Tuan Conille berhasil mencetak poin segera setelah ia menjabat dengan menunjukkan empati dengan bertemu secara publik dengan para janda polisi yang dibunuh, kata Garry Pierre-Pierre, pendiri The Haitian Times, sebuah surat kabar online berbasis di New York yang meliput Haiti dan diaspora.
“Pemimpin Haiti tidak pernah melakukan itu,” katanya.
Dia menyebut masa jabatan Tuan Conille sebelumnya sebagai perdana menteri sepuluh tahun yang lalu di bawah Tuan Martelly sebagai “bencana”, tepat karena dia bukan tipe yang main politik.
“Dia politik naif,” kata Pierre-Pierre. “Dia tidak mainkan permainan kotor yang biasa dimainkan politikus besar dan terutama yang di Haiti, dan dia tidak siap untuk itu.”
Bahkan, beberapa media melaporkan pekan lalu bahwa Tuan Conille membuat marah anggota dewan presidensial sementara yang sekarang menjalankan Haiti karena dia pergi ke Washington dan memberi tahu mereka dengan pesan teks yang dikirim di tengah malam, beberapa jam sebelum keberangkatannya. Edgard Leblanc Fils, kepala dewan, tidak merespons permintaan komentar.
Tetapi profil Tuan Conille sebagai pecinta kebijakan, yang terkait dengan politik Haiti, adalah persis apa yang orang harapkan, kata para ahli. Orang Haiti telah lelah dengan kelas politik negara tersebut, yang sering terjerat dalam tuduhan pelanggaran dan keterlibatan dengan geng yang sekarang menimbulkan kekacauan.
PBB menuduh Tuan Martelly telah membiayai dan membekali geng. Amerika Serikat memberi sanksi mantan Perdana Menteri Laurent Lamothe, menuduhnya telah menyelewengkan $60 juta bantuan pemerintah Venezuela untuk keuntungan pribadi. Tuan Henry, yang menjabat setelah pembunuhan presiden, dikaitkan dengan tuduhan bahwa dia memiliki kaitan dengan tersangka utama dalam kasus tersebut.

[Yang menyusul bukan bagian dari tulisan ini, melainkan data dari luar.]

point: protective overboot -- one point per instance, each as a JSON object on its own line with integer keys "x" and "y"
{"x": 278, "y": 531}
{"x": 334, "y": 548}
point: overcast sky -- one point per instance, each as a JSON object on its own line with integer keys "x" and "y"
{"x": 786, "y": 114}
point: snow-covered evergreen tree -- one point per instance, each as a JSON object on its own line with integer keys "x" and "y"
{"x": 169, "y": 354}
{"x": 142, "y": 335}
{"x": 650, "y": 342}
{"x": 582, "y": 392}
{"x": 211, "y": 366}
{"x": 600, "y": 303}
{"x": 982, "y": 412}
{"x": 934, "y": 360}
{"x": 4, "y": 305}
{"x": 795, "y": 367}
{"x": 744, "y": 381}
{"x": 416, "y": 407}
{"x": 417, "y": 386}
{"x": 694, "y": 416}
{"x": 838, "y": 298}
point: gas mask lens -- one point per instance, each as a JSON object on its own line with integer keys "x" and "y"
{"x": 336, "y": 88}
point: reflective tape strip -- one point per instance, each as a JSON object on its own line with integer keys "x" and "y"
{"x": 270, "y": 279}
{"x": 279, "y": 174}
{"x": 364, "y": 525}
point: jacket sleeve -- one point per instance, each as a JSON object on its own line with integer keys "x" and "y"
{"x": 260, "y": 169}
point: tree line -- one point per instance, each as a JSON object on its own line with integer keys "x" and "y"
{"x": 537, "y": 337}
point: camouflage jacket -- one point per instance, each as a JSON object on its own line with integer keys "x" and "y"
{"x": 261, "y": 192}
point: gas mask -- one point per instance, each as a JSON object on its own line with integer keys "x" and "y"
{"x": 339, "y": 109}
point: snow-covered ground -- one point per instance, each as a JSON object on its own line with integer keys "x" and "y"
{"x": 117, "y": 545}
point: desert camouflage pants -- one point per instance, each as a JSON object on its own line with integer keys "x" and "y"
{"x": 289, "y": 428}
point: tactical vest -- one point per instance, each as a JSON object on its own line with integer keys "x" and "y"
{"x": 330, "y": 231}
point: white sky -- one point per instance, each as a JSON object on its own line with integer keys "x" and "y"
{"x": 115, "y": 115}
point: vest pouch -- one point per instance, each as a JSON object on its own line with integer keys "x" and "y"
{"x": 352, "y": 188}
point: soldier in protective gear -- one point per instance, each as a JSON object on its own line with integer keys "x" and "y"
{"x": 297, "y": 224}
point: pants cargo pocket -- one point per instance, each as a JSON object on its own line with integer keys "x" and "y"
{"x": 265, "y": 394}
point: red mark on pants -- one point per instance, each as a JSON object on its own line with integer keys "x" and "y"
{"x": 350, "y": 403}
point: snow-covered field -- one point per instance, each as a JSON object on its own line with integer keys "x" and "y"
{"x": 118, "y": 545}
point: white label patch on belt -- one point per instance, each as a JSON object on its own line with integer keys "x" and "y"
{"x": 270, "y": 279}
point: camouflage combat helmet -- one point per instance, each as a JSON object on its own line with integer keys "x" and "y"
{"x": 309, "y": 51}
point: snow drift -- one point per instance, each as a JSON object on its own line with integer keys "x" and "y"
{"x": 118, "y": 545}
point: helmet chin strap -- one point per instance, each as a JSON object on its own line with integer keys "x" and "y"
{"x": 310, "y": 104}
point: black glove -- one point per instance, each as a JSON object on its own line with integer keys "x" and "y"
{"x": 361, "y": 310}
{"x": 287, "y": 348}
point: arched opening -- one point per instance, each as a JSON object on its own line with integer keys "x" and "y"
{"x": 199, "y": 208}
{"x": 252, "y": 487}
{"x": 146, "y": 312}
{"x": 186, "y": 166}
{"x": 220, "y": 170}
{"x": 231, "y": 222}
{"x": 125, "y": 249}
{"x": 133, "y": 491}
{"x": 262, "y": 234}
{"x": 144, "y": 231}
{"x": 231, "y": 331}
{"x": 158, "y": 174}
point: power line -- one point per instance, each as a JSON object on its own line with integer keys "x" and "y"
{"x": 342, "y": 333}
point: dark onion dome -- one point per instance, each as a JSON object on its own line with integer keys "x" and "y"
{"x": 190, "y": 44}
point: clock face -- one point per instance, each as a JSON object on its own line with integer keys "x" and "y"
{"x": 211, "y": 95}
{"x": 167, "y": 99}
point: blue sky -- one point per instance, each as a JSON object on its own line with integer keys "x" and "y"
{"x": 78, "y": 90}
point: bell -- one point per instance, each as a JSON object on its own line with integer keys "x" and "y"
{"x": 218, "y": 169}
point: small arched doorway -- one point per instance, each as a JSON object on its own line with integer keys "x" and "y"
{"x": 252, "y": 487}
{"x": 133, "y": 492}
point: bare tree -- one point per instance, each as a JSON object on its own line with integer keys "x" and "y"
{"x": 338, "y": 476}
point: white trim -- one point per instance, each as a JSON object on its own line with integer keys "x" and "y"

Ketiga politisi tersebut membantah tuduhan itu.
“Kelas politik ini tidak meninggalkan rasa yang baik dalam mulut rakyat, dan saya pikir kita mencari orang yang kompeten, yang memiliki catatan rekam mampu mengelola sesuatu dan menghasilkan hasil,” kata Ariel Dominique, pendiri Haitian American Foundation for Democracy, sebuah kelompok advokasi. “Kita sangat menginginkan hasil. Apakah dia orangnya, masih harus dilihat.”